Can you tell us a bit more about your designs from the new collection? What were your inspirations for the new Anarkid looks?
Dreamer evolved out of the purity of childhood. I look at my own kids with their infinite imaginations and belief in themselves. I never want to squash that, at Anarkid we often say that kids are chaos, and we embrace that. Once we start trying to make them conform, they start to lose that innate ability to dream far beyond their own experiences.
How does it feel to see a child wearing Anarkid?
What I love most about seeing kids in Anarkid is the attitude that it gives them. I see kids in Anarkid, and I know that firstly they have the freedom to move! We want them to feel the range. Our dresses are designing to move and spin while you dance. Our shorts and baggies have a pocket that you can stuff in your favourite toy. If I see a kid wearing our clothing and causing a bit of havoc, I know my work is done!
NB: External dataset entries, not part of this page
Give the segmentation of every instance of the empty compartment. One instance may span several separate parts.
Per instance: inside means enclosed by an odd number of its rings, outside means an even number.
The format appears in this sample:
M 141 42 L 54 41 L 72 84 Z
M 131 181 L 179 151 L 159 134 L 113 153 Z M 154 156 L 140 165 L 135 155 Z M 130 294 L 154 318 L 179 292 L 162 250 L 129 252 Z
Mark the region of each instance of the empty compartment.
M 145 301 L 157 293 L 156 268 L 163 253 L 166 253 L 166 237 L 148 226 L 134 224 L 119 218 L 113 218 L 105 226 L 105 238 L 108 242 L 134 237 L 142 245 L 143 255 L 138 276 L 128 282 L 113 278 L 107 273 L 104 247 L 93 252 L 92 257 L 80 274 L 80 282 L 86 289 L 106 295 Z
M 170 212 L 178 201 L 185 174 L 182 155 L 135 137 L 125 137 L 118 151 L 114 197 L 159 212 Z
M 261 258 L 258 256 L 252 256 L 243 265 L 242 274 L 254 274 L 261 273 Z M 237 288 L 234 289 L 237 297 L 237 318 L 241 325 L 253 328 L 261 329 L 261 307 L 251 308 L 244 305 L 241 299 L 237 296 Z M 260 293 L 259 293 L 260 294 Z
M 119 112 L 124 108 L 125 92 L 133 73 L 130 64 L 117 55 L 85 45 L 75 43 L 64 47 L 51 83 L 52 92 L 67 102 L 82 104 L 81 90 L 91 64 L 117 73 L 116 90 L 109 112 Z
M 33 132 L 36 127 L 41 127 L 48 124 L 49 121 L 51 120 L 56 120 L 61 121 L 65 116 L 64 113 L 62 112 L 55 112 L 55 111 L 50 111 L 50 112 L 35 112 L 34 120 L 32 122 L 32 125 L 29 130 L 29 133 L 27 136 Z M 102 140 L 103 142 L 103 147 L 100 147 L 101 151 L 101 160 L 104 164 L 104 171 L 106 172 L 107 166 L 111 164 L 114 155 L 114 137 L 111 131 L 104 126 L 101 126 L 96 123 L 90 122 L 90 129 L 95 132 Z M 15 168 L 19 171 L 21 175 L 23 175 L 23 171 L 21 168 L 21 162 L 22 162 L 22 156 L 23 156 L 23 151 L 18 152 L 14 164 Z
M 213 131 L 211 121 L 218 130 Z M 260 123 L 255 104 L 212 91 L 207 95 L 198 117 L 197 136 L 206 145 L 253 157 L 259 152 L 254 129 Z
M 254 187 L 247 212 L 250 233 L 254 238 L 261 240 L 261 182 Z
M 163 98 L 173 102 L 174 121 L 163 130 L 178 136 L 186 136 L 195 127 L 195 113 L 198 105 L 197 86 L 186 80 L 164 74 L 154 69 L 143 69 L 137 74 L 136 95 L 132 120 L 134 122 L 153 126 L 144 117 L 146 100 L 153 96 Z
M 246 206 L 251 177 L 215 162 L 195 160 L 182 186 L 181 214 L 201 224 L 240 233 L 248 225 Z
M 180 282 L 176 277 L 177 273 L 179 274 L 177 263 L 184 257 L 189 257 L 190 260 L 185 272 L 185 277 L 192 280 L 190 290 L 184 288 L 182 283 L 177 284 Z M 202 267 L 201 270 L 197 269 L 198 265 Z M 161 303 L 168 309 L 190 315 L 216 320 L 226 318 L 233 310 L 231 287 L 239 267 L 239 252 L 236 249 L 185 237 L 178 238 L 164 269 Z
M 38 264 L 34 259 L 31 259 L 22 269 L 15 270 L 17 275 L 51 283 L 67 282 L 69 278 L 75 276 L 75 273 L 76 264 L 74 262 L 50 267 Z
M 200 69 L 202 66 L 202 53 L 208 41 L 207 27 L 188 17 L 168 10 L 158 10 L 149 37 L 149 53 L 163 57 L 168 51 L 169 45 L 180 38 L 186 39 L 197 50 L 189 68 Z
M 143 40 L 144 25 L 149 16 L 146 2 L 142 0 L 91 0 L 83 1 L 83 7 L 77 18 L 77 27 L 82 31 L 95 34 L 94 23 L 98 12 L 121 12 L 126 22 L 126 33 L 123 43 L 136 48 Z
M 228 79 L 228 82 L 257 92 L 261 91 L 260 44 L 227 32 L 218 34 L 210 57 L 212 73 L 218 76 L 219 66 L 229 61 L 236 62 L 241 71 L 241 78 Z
What do you love most about your job?
What job? I love that most of the time it doesn’t feel like a job. I love that my job is so beautifully incorporated into my life. Most nights I work until 11pm to make up for spending time with my kids after school, but it rarely feels like a chore. Creating something from nothing is my biggest joy in life
What is your greatest strength?
I am very determined, and I am also naturally optimistic. This industry (and life) puts so many hurdles in your way, but every time we come across a road block, it makes me every more determined to get over it. There is always a way. It encourages me to work harder, be smarter, do better, be better! There is never any cap on being a better person, its a life long journey.
What is your greatest weakness?
I am terribly messy! And I have a terrible memory (unless its the lyrics to a song, or what someone wore to a party in 1989).
Do you have children?
Yes I sure do. I have Ruby who is 8 and Henry 6 and two crazy staffies.
Where can we find Anarkid?
If one of our readers is in your city, which is, for 24 hours. What things would you recommend they do?
Melbourne is such a magnificent city. Firstly coffee! I would take you to sample why friend Ben Toovey’s award winning roast, followed by breakfast at vegan Sister of Soul in St Kilda by our beautiful bay. We would then catch a tram into the city via the Botanical Gardens and check out the free Art installations at Fed Square. Lunch would be in the graffiti filled lane of DeGraves street and then wander down AC/DC lane to see a few Banksy stencils. A short walk to Brunswick Street to check out the amazing vintage shops and record shops would be a must. I would finish off the might with a few starters at one of Melbourne’s laneway bars, then make our way to one of our live music venues such as The Espy or the Corner Hotel.
Anarkid is committed to fair trade practices throughout the entire manufacturing process. From responsible organic farming to fair treatment of the workers in our factory. They are proud that their factory follows strict ethical, moral and fair trade guidelines so that workers are looked after well, paid fair living wages, are free from discrimination and have the rights to enterprise bargaining. They visit the factory on a regular basis to ensure that high standards are met, both from a quality perspective, but most importantly one of humanity.